Vous avez déjà deviné, perspicaces comme je vous sais, que Monsieur M… fut couvert d’urticaire rapidement après avoir conclu la conversation. C’est suite à cette récidive que son médecin jugea de bon aloi de solliciter mon avis éclairé.

Mon diagnostic fut le même que pour le premier épisode, alors même que je passe mes journées à trouver un peu rapides et péremptoires ceux qui accusent le stress d’être si souvent coupable de la symptomatologie motivant une consultation. Qu’Hippocrate me pardonne de m’être à mon tour laissé entraîner sur la voie de la facilité.

Un autre cas clinique concerne une femme de 50 ans, Madame C… K…, dont l’asthme secondaire à une allergie aux acariens avait disparu depuis une quinzaine d’années grâce aux soins prodigués par l’allergologue qui l’avait pris en charge. Elle était totalement asymptomatique depuis belle lurette et ne prenait aucun traitement, même occasionnel, depuis des années.

Elle prit un jour la décision de quitter son compagnon, non sans faire vider de son contenu leur domicile par une équipe de déménageurs bénévoles, et leur compte en banque par la guichetière de service. J’ai cru comprendre que les comportements malveillants de Madame K… ne s’étaient pas arrêtés là, d’où les réactions outrées de ses proches. Quoi qu’il en soit, son départ à la dignité douteuse et les reproches qui s’ensuivirent, déclenchèrent sans attendre une récidive de l’asthme et l’apparition de troubles du sommeil, que je rattachai pour ma part… au stress de la situation.
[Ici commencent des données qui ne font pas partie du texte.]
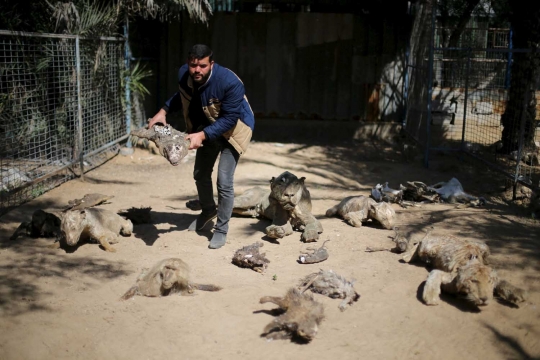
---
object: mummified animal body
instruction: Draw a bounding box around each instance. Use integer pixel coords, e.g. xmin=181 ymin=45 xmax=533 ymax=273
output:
xmin=259 ymin=288 xmax=324 ymax=341
xmin=403 ymin=232 xmax=528 ymax=306
xmin=326 ymin=195 xmax=396 ymax=229
xmin=9 ymin=209 xmax=61 ymax=240
xmin=298 ymin=270 xmax=360 ymax=311
xmin=131 ymin=124 xmax=190 ymax=166
xmin=233 ymin=171 xmax=323 ymax=242
xmin=298 ymin=240 xmax=330 ymax=264
xmin=61 ymin=208 xmax=133 ymax=252
xmin=232 ymin=242 xmax=270 ymax=273
xmin=400 ymin=178 xmax=486 ymax=206
xmin=118 ymin=207 xmax=152 ymax=225
xmin=121 ymin=258 xmax=221 ymax=300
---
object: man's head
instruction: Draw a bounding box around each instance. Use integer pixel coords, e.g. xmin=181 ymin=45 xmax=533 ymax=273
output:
xmin=187 ymin=44 xmax=214 ymax=85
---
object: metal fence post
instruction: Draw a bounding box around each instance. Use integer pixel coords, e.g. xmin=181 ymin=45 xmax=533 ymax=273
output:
xmin=512 ymin=79 xmax=531 ymax=201
xmin=124 ymin=15 xmax=131 ymax=148
xmin=424 ymin=0 xmax=437 ymax=167
xmin=74 ymin=35 xmax=84 ymax=181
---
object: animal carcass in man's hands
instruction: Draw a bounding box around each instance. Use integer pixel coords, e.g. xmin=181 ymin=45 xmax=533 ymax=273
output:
xmin=298 ymin=270 xmax=360 ymax=311
xmin=131 ymin=124 xmax=190 ymax=166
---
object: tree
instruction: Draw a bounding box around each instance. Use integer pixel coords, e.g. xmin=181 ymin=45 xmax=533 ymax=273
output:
xmin=497 ymin=0 xmax=540 ymax=153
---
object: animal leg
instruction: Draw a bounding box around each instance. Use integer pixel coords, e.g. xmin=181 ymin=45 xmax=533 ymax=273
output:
xmin=422 ymin=270 xmax=453 ymax=305
xmin=259 ymin=296 xmax=288 ymax=310
xmin=343 ymin=210 xmax=367 ymax=227
xmin=301 ymin=223 xmax=322 ymax=242
xmin=402 ymin=242 xmax=420 ymax=263
xmin=266 ymin=222 xmax=293 ymax=239
xmin=493 ymin=280 xmax=529 ymax=305
xmin=92 ymin=229 xmax=118 ymax=252
xmin=9 ymin=221 xmax=32 ymax=240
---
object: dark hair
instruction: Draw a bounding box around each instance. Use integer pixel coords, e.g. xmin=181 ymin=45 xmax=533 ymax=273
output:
xmin=188 ymin=44 xmax=214 ymax=61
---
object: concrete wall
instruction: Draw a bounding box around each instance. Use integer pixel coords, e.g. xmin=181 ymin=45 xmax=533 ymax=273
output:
xmin=150 ymin=13 xmax=409 ymax=125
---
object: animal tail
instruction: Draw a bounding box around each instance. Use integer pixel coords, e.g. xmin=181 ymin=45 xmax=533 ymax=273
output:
xmin=190 ymin=284 xmax=222 ymax=291
xmin=326 ymin=205 xmax=338 ymax=217
xmin=120 ymin=286 xmax=139 ymax=300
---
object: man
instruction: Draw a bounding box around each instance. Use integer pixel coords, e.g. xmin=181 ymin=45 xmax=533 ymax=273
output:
xmin=148 ymin=44 xmax=255 ymax=249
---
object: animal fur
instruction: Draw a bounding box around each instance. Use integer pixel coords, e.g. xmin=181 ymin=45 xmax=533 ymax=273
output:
xmin=298 ymin=270 xmax=360 ymax=311
xmin=233 ymin=171 xmax=323 ymax=242
xmin=232 ymin=242 xmax=270 ymax=273
xmin=298 ymin=240 xmax=330 ymax=264
xmin=60 ymin=208 xmax=133 ymax=252
xmin=326 ymin=195 xmax=396 ymax=229
xmin=259 ymin=288 xmax=324 ymax=342
xmin=366 ymin=227 xmax=414 ymax=254
xmin=121 ymin=258 xmax=221 ymax=300
xmin=403 ymin=231 xmax=528 ymax=306
xmin=131 ymin=124 xmax=190 ymax=166
xmin=62 ymin=194 xmax=114 ymax=211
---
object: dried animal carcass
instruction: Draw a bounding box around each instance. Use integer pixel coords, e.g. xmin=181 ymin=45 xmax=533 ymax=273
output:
xmin=403 ymin=229 xmax=528 ymax=306
xmin=9 ymin=209 xmax=61 ymax=240
xmin=232 ymin=242 xmax=270 ymax=273
xmin=402 ymin=178 xmax=486 ymax=206
xmin=62 ymin=193 xmax=114 ymax=211
xmin=131 ymin=124 xmax=190 ymax=166
xmin=121 ymin=258 xmax=221 ymax=300
xmin=371 ymin=182 xmax=403 ymax=204
xmin=118 ymin=207 xmax=152 ymax=225
xmin=60 ymin=208 xmax=133 ymax=252
xmin=259 ymin=288 xmax=324 ymax=342
xmin=298 ymin=269 xmax=360 ymax=311
xmin=298 ymin=240 xmax=330 ymax=264
xmin=326 ymin=195 xmax=396 ymax=229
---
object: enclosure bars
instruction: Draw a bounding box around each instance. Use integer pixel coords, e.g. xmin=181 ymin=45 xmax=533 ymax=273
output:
xmin=456 ymin=48 xmax=472 ymax=152
xmin=0 ymin=30 xmax=128 ymax=215
xmin=424 ymin=0 xmax=437 ymax=168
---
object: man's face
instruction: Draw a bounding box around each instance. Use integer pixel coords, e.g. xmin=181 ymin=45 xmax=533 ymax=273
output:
xmin=188 ymin=57 xmax=214 ymax=84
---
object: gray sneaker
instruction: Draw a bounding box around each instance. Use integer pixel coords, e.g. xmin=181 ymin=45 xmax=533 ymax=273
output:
xmin=188 ymin=210 xmax=217 ymax=231
xmin=208 ymin=232 xmax=227 ymax=249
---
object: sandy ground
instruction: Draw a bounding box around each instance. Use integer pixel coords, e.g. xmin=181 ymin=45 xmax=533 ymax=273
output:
xmin=0 ymin=142 xmax=540 ymax=359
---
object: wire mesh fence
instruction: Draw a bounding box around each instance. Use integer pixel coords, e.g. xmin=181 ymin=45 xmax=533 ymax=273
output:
xmin=405 ymin=4 xmax=540 ymax=195
xmin=0 ymin=31 xmax=126 ymax=214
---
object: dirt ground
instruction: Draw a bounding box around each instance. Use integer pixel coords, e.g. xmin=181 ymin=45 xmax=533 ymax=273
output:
xmin=0 ymin=138 xmax=540 ymax=359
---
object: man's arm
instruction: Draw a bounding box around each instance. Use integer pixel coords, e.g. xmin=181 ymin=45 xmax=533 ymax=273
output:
xmin=203 ymin=80 xmax=245 ymax=140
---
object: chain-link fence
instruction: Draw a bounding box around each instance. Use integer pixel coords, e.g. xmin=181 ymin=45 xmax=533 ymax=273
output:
xmin=0 ymin=31 xmax=127 ymax=214
xmin=405 ymin=2 xmax=540 ymax=194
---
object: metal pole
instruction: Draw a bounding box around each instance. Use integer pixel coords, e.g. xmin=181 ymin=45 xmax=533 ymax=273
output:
xmin=424 ymin=0 xmax=437 ymax=167
xmin=504 ymin=26 xmax=514 ymax=89
xmin=124 ymin=15 xmax=131 ymax=148
xmin=401 ymin=44 xmax=411 ymax=127
xmin=512 ymin=81 xmax=531 ymax=201
xmin=75 ymin=36 xmax=84 ymax=181
xmin=462 ymin=49 xmax=472 ymax=151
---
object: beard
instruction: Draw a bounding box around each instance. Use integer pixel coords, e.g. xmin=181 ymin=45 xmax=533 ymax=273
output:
xmin=189 ymin=70 xmax=212 ymax=85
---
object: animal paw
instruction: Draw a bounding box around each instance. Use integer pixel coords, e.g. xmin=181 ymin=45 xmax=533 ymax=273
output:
xmin=302 ymin=225 xmax=319 ymax=242
xmin=266 ymin=225 xmax=292 ymax=239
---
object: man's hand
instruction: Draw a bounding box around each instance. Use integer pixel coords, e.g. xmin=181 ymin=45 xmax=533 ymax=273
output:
xmin=148 ymin=109 xmax=167 ymax=129
xmin=186 ymin=131 xmax=206 ymax=150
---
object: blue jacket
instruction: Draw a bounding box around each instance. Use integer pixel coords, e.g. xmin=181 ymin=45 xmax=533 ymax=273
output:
xmin=163 ymin=63 xmax=255 ymax=155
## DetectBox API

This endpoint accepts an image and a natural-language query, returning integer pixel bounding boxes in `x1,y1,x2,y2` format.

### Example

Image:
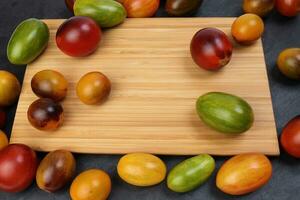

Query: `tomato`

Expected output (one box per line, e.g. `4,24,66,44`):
27,98,64,131
36,150,76,192
0,130,8,150
243,0,274,17
31,70,68,101
231,14,264,44
0,109,6,128
275,0,300,17
277,48,300,80
0,144,38,192
70,169,111,200
123,0,160,18
0,70,21,106
56,16,101,57
216,153,272,195
280,115,300,158
76,72,111,105
190,28,232,70
117,153,167,186
65,0,76,13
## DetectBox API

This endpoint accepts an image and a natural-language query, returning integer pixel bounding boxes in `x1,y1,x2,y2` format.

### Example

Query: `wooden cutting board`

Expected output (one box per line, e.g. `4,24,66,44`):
11,18,279,155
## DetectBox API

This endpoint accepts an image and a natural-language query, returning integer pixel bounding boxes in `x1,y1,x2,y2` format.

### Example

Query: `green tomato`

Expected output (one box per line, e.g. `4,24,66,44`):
196,92,254,134
74,0,127,28
7,18,49,65
167,154,215,192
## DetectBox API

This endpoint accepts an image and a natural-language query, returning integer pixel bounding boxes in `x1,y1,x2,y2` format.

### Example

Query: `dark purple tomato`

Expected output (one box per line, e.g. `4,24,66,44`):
275,0,300,17
56,16,101,57
65,0,76,13
0,144,38,192
190,28,232,70
280,116,300,158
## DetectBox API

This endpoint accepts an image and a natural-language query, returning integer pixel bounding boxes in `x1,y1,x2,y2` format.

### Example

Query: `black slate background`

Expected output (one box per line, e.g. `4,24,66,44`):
0,0,300,200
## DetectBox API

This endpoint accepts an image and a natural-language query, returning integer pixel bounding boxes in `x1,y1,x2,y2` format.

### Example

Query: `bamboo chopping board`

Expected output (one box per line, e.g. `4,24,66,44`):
11,18,279,155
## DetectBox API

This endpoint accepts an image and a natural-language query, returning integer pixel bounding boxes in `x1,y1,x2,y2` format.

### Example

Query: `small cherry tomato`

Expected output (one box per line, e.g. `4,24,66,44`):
0,144,38,192
216,153,272,195
65,0,76,13
56,16,101,57
231,14,264,44
190,28,232,70
280,116,300,158
123,0,160,18
0,130,8,150
277,48,300,80
276,0,300,17
70,169,111,200
243,0,274,17
0,109,6,128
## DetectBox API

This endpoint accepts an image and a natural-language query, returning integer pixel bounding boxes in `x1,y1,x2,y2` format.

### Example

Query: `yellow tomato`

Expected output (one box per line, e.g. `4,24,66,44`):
70,169,111,200
0,131,8,150
216,153,272,195
117,153,167,186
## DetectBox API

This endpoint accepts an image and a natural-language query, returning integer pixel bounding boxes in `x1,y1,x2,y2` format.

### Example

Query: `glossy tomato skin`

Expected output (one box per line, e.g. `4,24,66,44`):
0,144,38,192
123,0,160,18
56,16,101,57
65,0,76,13
216,153,272,195
190,28,232,70
275,0,300,17
280,115,300,158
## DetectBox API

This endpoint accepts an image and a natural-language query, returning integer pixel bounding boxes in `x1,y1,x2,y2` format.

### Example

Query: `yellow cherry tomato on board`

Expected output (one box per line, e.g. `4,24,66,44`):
0,130,8,150
117,153,167,186
216,153,272,195
70,169,111,200
231,13,264,44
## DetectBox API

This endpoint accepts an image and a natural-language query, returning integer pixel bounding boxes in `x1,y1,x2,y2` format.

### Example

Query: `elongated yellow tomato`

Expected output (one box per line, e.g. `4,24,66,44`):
70,169,111,200
117,153,167,186
216,153,272,195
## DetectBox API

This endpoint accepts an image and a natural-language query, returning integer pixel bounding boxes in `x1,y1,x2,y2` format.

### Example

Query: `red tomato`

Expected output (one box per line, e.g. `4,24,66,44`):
123,0,160,18
280,115,300,158
0,110,6,128
56,16,101,57
275,0,300,17
191,28,232,70
0,144,38,192
65,0,76,13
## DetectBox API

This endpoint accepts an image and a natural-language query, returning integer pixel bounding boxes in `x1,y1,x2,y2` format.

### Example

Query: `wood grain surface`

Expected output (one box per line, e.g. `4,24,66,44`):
11,18,279,155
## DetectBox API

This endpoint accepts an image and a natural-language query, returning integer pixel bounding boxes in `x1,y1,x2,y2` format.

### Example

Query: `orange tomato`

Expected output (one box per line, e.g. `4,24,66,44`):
123,0,160,18
0,130,8,150
216,153,272,195
231,14,264,44
70,169,111,200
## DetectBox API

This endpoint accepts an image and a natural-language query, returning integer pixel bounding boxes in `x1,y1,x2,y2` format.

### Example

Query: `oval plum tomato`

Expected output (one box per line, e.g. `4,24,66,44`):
0,144,38,192
190,28,232,70
275,0,300,17
56,16,101,57
123,0,160,18
65,0,76,13
280,115,300,158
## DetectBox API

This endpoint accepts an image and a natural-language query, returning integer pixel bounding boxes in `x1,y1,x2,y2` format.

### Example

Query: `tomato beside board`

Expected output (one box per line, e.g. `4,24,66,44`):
0,144,38,192
280,116,300,158
56,16,101,57
190,28,232,70
216,153,272,195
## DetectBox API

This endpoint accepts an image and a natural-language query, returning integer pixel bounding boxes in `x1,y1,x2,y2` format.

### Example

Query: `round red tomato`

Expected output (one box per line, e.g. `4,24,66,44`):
191,28,232,70
0,144,38,192
280,115,300,158
56,16,101,57
65,0,76,13
276,0,300,17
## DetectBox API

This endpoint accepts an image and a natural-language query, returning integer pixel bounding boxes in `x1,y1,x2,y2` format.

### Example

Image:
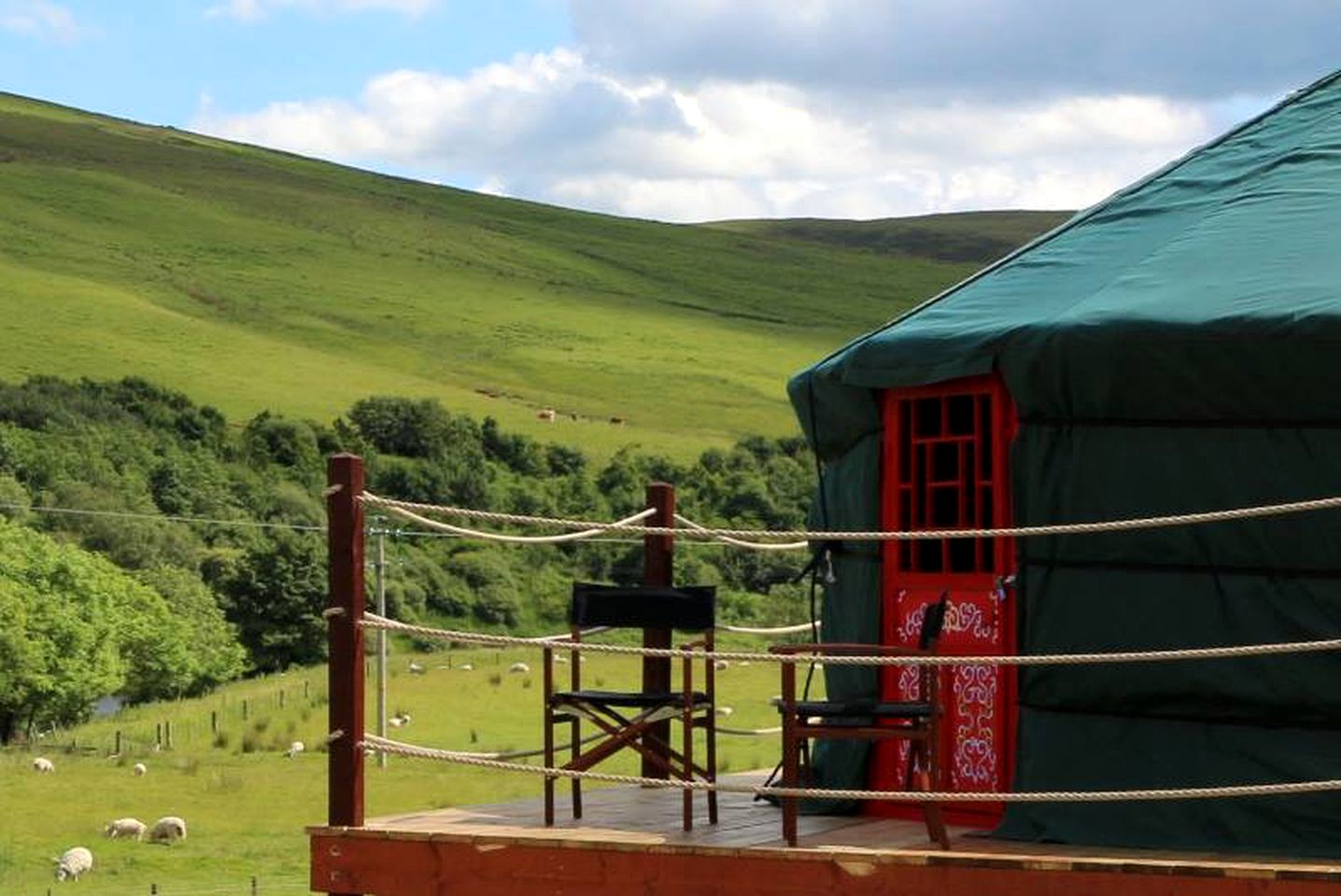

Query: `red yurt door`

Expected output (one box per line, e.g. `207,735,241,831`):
870,376,1015,826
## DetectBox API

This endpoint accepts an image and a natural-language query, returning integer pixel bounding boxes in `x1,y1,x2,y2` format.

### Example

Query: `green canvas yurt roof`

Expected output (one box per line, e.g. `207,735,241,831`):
788,72,1341,857
790,66,1341,455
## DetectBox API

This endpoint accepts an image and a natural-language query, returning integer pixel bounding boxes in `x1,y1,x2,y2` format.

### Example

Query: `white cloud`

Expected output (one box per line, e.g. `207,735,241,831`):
205,0,439,22
0,0,95,43
570,0,1341,99
196,49,1223,221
Pour conclure, le dernier cas où le lien entre des symptômes évocateurs d’allergie et le stress est indéniable concerne un des médecins collaborant à la rédaction de textes pour Allergique.org.

Il n’est pas dans les habitudes de ce médecin de terminer les tâches qu’il réalise « à l’arrachée », sans grande marge de manœuvre sur le temps imparti. C’est probablement en raison de la sérénité habituelle consécutive à des travaux toujours prêts bien avant la date limite que le Dr. Gérald G… constata à plusieurs reprises l’apparition d’un prurit généralisé croissant au fur et à mesure que les heures et les minutes s’égrainaient pendant la rédaction d’un compte-rendu beaucoup plus long à terminer que prévu. Il imaginait le Dr. Hervé M… attendant avec une impatience non dissimulée la livraison d’un article qui ne venait pas et dont la publication sur le site incontournable de l’allergologie était différée outrageusement. Cette évocation ne pouvait que majorer la symptomatologie du Dr. G…, lequel redoutait les conséquences fâcheuses du stress du Dr. M… dont les glandes surrénales devaient déverser sans compter de l’adrénaline dans les artères, rétrécissant le diamètre de celles-ci, d’où risque d’infarctus…

Le stress n’est donc pas dépourvu de danger, c’est maintenant prouvé.

Note du Dr Hervé M (responsable de la rédaction) : le plaisir de lire des lignes agréables est un excellent antidote au stress. Donc, Dr Gérald G., ne soyez pas stressé vous-même.